余裕資金で住宅ローンの返済を急いだために、退職前日には金融資産がほとんど無く、退職日に受け取った退職金が唯一の金融資産となった場合をイメージしてみましょう。

全額が銀行預金ではインフレが心配なので、一部を株式投信に振り向ける必要性を感じて一気に多額の投資信託を買ってしまうかもしれませんよ。たまたまその日が株価の安い日であればラッキーですが、その日が株価の高い日であった場合には多額の損失を被ることになりかねません。

老後に向けた貯蓄は株式投信の積立で

そうしたリスクを避けるためには、現役時代から時間をかけて少しずつ株式投信を購入していけば良いのです。

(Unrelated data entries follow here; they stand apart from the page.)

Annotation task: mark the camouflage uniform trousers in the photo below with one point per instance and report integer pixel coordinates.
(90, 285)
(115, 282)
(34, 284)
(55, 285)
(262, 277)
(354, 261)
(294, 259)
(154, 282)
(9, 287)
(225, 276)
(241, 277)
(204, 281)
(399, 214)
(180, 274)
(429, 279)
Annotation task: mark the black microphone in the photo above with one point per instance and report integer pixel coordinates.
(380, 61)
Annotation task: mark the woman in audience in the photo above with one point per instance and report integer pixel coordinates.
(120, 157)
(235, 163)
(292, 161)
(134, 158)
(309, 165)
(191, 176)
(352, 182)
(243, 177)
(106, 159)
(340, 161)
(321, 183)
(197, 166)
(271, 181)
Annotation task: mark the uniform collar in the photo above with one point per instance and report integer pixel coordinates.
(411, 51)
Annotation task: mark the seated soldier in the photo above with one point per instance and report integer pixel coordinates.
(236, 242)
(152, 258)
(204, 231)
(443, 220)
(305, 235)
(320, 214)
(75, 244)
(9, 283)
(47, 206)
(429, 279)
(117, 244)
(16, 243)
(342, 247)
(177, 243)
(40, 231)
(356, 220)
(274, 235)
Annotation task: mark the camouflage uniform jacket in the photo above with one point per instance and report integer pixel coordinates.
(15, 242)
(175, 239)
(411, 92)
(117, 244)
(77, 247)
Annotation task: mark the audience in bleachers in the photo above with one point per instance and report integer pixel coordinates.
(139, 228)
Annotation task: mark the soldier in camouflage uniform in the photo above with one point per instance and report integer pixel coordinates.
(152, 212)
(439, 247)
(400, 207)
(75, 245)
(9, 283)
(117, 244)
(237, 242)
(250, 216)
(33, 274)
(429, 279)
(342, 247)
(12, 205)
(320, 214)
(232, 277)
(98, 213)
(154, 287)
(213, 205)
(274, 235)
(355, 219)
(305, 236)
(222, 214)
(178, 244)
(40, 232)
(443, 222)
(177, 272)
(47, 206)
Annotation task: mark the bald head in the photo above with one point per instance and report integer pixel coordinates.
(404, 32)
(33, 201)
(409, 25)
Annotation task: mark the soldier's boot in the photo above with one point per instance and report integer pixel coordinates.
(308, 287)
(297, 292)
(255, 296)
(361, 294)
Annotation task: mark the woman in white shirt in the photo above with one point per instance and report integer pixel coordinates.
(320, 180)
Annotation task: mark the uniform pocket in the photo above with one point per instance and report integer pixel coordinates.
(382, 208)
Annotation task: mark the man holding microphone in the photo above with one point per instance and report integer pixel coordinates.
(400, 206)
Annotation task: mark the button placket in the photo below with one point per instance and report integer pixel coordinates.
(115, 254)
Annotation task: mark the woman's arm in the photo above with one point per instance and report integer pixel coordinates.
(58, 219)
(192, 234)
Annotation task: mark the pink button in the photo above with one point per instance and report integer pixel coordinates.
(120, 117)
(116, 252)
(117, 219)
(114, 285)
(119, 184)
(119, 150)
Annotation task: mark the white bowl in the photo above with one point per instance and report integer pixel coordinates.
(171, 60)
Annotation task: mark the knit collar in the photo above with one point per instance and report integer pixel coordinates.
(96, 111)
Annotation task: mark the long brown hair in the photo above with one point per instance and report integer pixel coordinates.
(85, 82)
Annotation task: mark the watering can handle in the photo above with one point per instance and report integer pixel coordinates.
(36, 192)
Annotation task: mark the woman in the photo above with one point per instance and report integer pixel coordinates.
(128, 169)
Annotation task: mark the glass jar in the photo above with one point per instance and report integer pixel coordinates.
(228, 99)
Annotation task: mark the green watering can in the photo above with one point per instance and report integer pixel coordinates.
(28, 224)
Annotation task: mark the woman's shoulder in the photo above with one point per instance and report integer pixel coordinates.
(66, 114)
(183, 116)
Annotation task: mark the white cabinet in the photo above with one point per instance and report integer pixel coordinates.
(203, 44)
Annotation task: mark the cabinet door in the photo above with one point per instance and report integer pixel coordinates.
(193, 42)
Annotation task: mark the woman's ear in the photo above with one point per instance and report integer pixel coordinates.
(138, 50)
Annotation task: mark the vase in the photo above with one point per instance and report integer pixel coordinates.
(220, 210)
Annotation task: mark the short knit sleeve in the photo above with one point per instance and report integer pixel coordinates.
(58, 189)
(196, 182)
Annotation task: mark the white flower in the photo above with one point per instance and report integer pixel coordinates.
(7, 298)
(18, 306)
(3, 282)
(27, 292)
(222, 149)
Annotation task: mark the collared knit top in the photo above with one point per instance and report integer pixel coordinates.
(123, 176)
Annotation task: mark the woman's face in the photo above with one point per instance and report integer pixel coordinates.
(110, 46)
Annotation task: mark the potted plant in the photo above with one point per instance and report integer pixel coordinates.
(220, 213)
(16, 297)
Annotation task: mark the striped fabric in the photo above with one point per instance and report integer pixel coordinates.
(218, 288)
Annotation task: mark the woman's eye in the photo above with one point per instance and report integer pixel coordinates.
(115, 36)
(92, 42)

住宅ローンの繰上げ返済をする余裕資金があるのなら、老後のために毎月少しずつ投資をしましょう。

長期間にわたって少しずつ投資信託を買っていけば、高い時も安い時も買うことになるので、大儲けは狙えないでしょうが大損のリスクも小さくなります。「退職日に一気に多額の投資信託を買うことによって、運悪く多額の損失を被ってしまう」というリスクを避けることができるわけです。

本稿は、以上です。なお、本稿は筆者の個人的な見解であり、筆者の属する組織その他の見解ではありません。また、厳密さより理解の容易さを優先しているため、細部が事実と異なる場合があります。ご了承ください。